The SFAAPS has a good format, open houses and plant swaps. It's hard for people to turn down free plants. It's great, check out the tank for an hour, eat food, and then finish the meeting by passing plants around in a circle, while someone tries to pronounce the name. I'm also going to be helping with promotions for the 2006 AGA convention down south.


----------



## John P. (Nov 24, 2004)

a) Yes; I've been hoping for this.
b) Possibly
c) Laguna Beach
d) Maybe we can all gather for a preliminary meeting to net  out the details?


----------



## SAWALLACE (Dec 24, 2004)

a) would you actively participate? Probably
b) would be able/willing to lead the club in any sort of board position? Possibly
c) where in so cal are you? Pomona
d) any comments or suggestions? None at the moment


----------



## titan97 (Feb 14, 2005)

A) Yes, depending upon location.
B) Again, yes depending upon location
C) San Diego, but soon moving to Yuma. I'll be coming back to San Diego on business and to see fmaily probably every weekend or two.
D) not at this time

-Dustin


----------



## jeff63851 (Feb 23, 2005)

a) would you actively participate?
Ummm maybe show up for a few meeting if not in afterschool stuff.

b) would be able/willing to lead the club in any sort of board possition
not really. I'm still in high school...very busy

c) where in so cal are you?
Pasadena area.

d) any comments or suggestions?
Maybe let us try to find a location that is more in between our radius. Also, maybe try to post this post in other plant forms.

Good luck! I hope I can be part of the plant group.


-Jeff


----------



## litesky (Feb 9, 2004)

a) would you actively participate
YES YES YES

b) would be able/willing to lead the club in any sort of board possition
NO NO NO

c) where in so cal are you?
Irvine/Cerritos

d) any comments or suggestions?
None


----------



## cpc1007 (Sep 21, 2004)

a) would you actively participate?
Yes. 

b) would be able/willing to lead the club in any sort of board possition
Not really.

c) where in so cal are you?
Northern Inland San Diego

d) any comments or suggestions?
Should we start a group mail list? So we can share information, such as LFS stock info, more efficiently?


----------



## turbomkt (Mar 31, 2004)

a) would you actively participate - Yes. Whenever work, reserves and the kids allow.


b) would be able/willing to lead the club in any sort of board possition - Maybe

c) where in so cal are you? Santee, Ca (East County, San Diego)
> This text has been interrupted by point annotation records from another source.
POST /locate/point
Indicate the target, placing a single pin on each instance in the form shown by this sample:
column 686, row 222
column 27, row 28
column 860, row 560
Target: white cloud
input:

d) any comments or suggestions? The OC is about as central as you're going to get. I say we all meet at Gomer's every weekend. :axe:


----------



## Gomer (Feb 2, 2004)

LOL...unfortunately, going to my place is rather hard as I live on university property. Everyone who parks here needs a permit and I'd be lucky if I can get one free guest permit (permits in my complex are limited on the guest end due to all the recent contsruction). ..this doesn't however, prevent me from having a few people over some time. Of course, this will have to be a t a pre-planned time where I can make sure that my tanks all look in tip top condition LOL



OBVIOUSLY, it seems that we have some serious support for a group...atleast in the casual way. ...so lets start out by coming up with some sort of name so that we can get a forum going here. That atleast can be a start. 

I'll even throw in the first cheesy name 
S.C.A.P.E.

Southern 
California
Aquatic 
Plant
Enthusiasts 

or 
-s
Society for S.C.A.P.E.S.


----------



## turbomkt (Mar 31, 2004)

*E*nthusiastic
*S*outhern
*C*alifornia
*A*quatic
*P*lant
*E*nvironment

or

*E*clectic
*S*outhern
*C*alifornia
*A*quatic
*P*lant
*E*nthusiasts

Of course add the *S*ociety on there for plurals


----------



## richy (Nov 8, 2004)

i don't live in socal, but i am a member of SFBAAPS in the norcal area. i tho't i'd just give my two cents...

our format has been to pick a different location around the bay area to meet, whether it is at someone's home, a cafe, or field trips (the last one was to a . the meetings are generally not structured and we talk to each other about what plants we keep, successes/failures, and for a relative newbie like me, how to improve... we don't have an official greeter or moderator/emcee to run meetings; however, we do have a steering committee. it's very informal and impromptu. we bring our cuttings and other goodies to the meetings and give and take as much as we want (within reason). we *always* have an overabundance, and we *always* take more than we can handle in our tanks. our method of communication is through a yahoo group, where we post our plant requests and/or questions to other members before the meetings. that's just how we do it... i'm still not entirely privy to how everything else is done tho. oh, we have an official website too, www.sfbaaps.com, and that also is a means of communication, at least as far as where the next meetings are.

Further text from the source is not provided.